Prescription glissante : Faut-il étendre ce mécanisme à d’autres infractions sexuelles graves ?

Prescription glissante : Faut-il étendre ce mécanisme à d’autres infractions sexuelles graves ?

Une exception légale pour le viol sur mineur

 

Depuis la loi du 21 avril 2021, l’article 7 du Code de procédure pénale prévoit un mécanisme inédit : la prescription glissante en matière de viol sur mineur.

Concrètement, lorsqu’un auteur de viol sur mineur commet, avant l’expiration du délai de prescription de ce premier fait, une nouvelle infraction sexuelle sur un autre mineur, la prescription du premier viol est suspendue.

Ce dispositif vise à mieux protéger les victimes de violences sexuelles, dans un contexte où le silence, la peur et les blocages psychologiques retardent souvent la révélation des faits.

Mais cette avancée soulève une interrogation : le bénéfice de la prescription glissante doit-il rester réservé au seul viol sur mineur ?

 

Une protection inégalitaire des victimes ?

 

En l’état actuel du droit, ce mécanisme n’est applicable qu’au viol sur mineur, à l’exclusion :

  • Des agressions sexuelles (même graves) sur mineur,
  • Des violences sexuelles sur majeurs,
  • Des violences physiques répétées ou conjugales.

 

Une telle restriction soulève plusieurs limites :

  • Deux victimes d’infractions comparables peuvent bénéficier de délais d’action radicalement différents, simplement en fonction de l’âge au moment des faits.
  • Un agresseur multirécidiviste pourrait échapper à la justice pour des faits anciens, même en cas de récidive avérée, s’il s’agit de victimes majeures.

 

Or, la gravité de l’infraction et la récurrence des comportements doivent logiquement primer sur la qualification stricte ou l’âge de la victime, dans une logique de cohérence du droit pénal.

 

Une extension justifiée au regard des enjeux de société

 

L’évolution de la parole des victimes – notamment depuis le mouvement #MeToo – a mis en lumière le temps nécessaire pour dénoncer les violences sexuelles, qu’elles concernent des enfants ou des adultes.
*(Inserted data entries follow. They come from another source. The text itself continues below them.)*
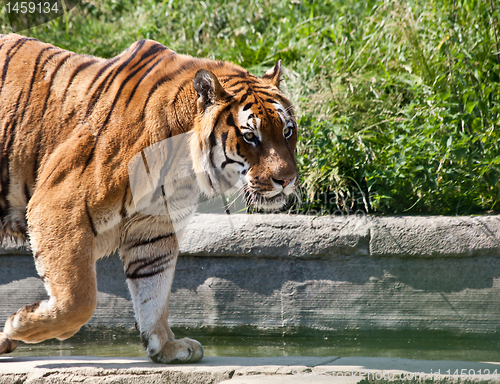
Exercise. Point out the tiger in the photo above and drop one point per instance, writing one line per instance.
(70, 126)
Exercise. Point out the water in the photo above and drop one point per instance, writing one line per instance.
(435, 346)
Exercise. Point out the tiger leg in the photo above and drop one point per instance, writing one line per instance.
(64, 260)
(149, 267)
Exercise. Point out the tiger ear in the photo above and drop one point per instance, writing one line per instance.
(273, 76)
(208, 88)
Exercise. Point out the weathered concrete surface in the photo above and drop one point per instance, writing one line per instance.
(236, 370)
(278, 272)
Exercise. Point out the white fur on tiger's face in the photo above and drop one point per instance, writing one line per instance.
(84, 171)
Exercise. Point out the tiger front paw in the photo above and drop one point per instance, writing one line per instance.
(179, 351)
(6, 345)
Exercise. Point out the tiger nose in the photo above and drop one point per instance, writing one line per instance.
(284, 182)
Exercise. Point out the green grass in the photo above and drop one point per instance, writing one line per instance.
(398, 102)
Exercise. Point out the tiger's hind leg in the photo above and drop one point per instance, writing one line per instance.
(63, 245)
(149, 265)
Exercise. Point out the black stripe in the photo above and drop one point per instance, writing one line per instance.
(118, 93)
(140, 80)
(123, 210)
(76, 71)
(92, 226)
(125, 63)
(152, 240)
(157, 265)
(167, 78)
(230, 121)
(238, 90)
(37, 63)
(19, 43)
(248, 106)
(97, 94)
(6, 144)
(52, 77)
(151, 51)
(101, 71)
(108, 80)
(27, 193)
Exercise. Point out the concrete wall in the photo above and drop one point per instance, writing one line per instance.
(279, 272)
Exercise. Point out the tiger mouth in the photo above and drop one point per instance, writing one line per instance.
(259, 201)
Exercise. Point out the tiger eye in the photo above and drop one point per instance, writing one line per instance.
(287, 132)
(249, 136)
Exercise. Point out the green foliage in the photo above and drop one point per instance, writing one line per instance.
(398, 103)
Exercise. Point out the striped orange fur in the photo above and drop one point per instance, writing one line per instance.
(70, 125)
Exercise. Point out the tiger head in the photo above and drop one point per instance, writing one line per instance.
(245, 136)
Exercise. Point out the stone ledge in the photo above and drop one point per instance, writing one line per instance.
(233, 370)
(296, 236)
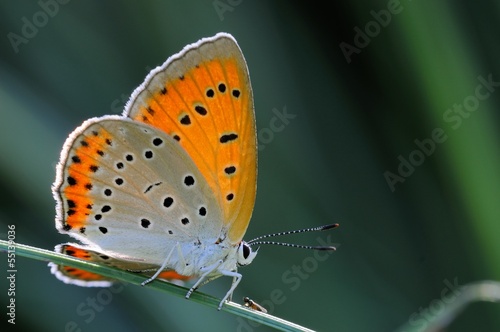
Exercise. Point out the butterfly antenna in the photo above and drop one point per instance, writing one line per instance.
(256, 241)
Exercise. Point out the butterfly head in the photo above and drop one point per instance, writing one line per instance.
(245, 254)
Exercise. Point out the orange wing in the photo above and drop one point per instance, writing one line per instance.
(202, 97)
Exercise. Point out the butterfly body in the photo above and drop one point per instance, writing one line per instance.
(170, 185)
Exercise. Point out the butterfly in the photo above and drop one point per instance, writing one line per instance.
(168, 188)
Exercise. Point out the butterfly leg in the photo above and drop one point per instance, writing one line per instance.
(144, 283)
(205, 272)
(236, 280)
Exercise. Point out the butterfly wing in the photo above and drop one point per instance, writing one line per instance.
(202, 98)
(76, 276)
(130, 191)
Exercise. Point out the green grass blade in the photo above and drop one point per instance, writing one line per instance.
(136, 279)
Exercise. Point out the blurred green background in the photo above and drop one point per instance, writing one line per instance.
(420, 68)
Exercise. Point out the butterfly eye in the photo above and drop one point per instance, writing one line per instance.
(245, 254)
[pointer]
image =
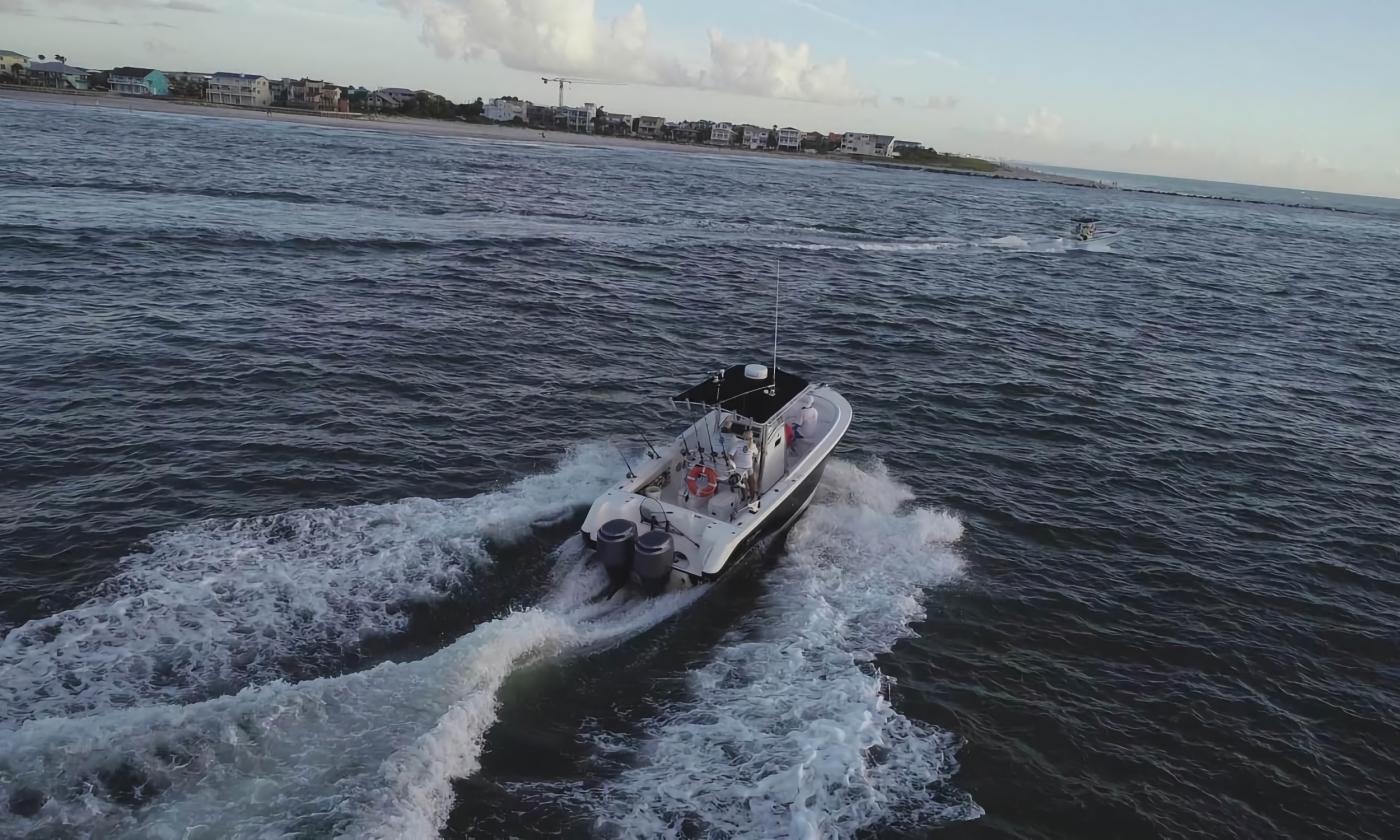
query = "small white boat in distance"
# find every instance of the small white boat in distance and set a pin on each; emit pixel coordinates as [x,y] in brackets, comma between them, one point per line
[1087,230]
[692,511]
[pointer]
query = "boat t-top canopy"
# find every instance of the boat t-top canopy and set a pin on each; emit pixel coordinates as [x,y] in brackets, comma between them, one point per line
[756,399]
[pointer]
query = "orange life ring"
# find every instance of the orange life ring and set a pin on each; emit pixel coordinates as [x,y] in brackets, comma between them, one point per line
[702,480]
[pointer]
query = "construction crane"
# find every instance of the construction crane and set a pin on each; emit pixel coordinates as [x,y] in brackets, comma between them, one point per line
[563,81]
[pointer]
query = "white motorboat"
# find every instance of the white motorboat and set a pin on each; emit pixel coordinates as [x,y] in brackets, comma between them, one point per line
[688,513]
[1087,230]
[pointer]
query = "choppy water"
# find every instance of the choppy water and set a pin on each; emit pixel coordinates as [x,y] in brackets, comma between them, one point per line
[298,423]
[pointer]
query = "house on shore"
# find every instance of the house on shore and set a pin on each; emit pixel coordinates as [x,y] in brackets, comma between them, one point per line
[755,137]
[13,63]
[312,94]
[648,126]
[58,76]
[506,109]
[867,144]
[616,125]
[681,132]
[247,90]
[578,121]
[391,98]
[790,139]
[137,81]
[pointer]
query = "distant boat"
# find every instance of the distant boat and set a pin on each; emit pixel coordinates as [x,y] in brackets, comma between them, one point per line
[1087,230]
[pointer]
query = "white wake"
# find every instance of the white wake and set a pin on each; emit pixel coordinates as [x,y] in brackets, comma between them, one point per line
[364,755]
[224,604]
[788,731]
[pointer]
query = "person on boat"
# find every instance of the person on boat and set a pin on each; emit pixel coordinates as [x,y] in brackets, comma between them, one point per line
[805,423]
[741,457]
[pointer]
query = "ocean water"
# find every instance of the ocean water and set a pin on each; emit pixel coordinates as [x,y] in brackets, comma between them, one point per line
[298,426]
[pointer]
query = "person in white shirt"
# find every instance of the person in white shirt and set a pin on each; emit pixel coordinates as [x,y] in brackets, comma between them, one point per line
[741,455]
[805,423]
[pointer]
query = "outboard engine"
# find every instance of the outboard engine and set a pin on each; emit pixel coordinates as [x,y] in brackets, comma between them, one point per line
[654,555]
[615,548]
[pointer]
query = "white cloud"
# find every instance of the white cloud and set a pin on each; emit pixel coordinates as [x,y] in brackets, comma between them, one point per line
[1043,123]
[773,69]
[566,37]
[21,7]
[933,55]
[832,16]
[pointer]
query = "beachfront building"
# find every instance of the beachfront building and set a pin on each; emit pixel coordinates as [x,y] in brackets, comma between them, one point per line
[391,98]
[578,121]
[650,126]
[13,65]
[58,76]
[755,137]
[137,81]
[790,139]
[506,109]
[247,90]
[312,94]
[867,144]
[618,125]
[682,132]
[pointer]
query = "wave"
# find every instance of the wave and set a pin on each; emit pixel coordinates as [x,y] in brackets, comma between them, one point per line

Certaines victimes mettent plusieurs décennies à parler, souvent lorsque d’autres témoignages apparaissent ou que l’auteur est impliqué dans une nouvelle affaire.

 

Dans ce contexte, étendre la prescription glissante à d’autres infractions sexuelles graves (agressions sexuelles, viols sur majeurs) permettrait :

 

  • De mieux lutter contre les auteurs en série,
  • De valoriser la parole différée des victimes,
  • D’éviter des classements sans suite uniquement fondés sur le temps écoulé.

 

Cela contribuerait également à une plus grande équité devant la justice, en assurant un traitement cohérent des faits de même nature.

 

Mais une extension juridiquement risquée ?

 

Toutefois, une telle réforme poserait plusieurs défis juridiques :

 

  1. Le principe de légalité pénale impose que les règles de prescription soient claires, prévisibles et strictement interprétées.
  2. Le Conseil constitutionnel et la Cour européenne des droits de l’homme pourraient y voir une atteinte excessive à la sécurité juridique si la prescription devient trop flexible ou incertaine.
  3. Enfin, certains auteurs s’inquiètent d’un glissement vers un droit pénal de l’émotion, où le temps long de la mémoire individuelle remplacerait les bornes fixes de l’action publique.

 

Et surtout comment enquêter et obtenir la manifestation de la vérité si longtemps après les faits ?

 

Conclusion : une réforme à manier avec prudence

 

L’extension du mécanisme de la prescription glissante à d’autres infractions sexuelles est une question  qui se pose sur le plan humain et sociétal.

 

Mais elle prévoir des risques, et s’accompagner de garanties procédurales solides, afin d’assurer un équilibre entre effectivité de la répression et protection des droits fondamentaux.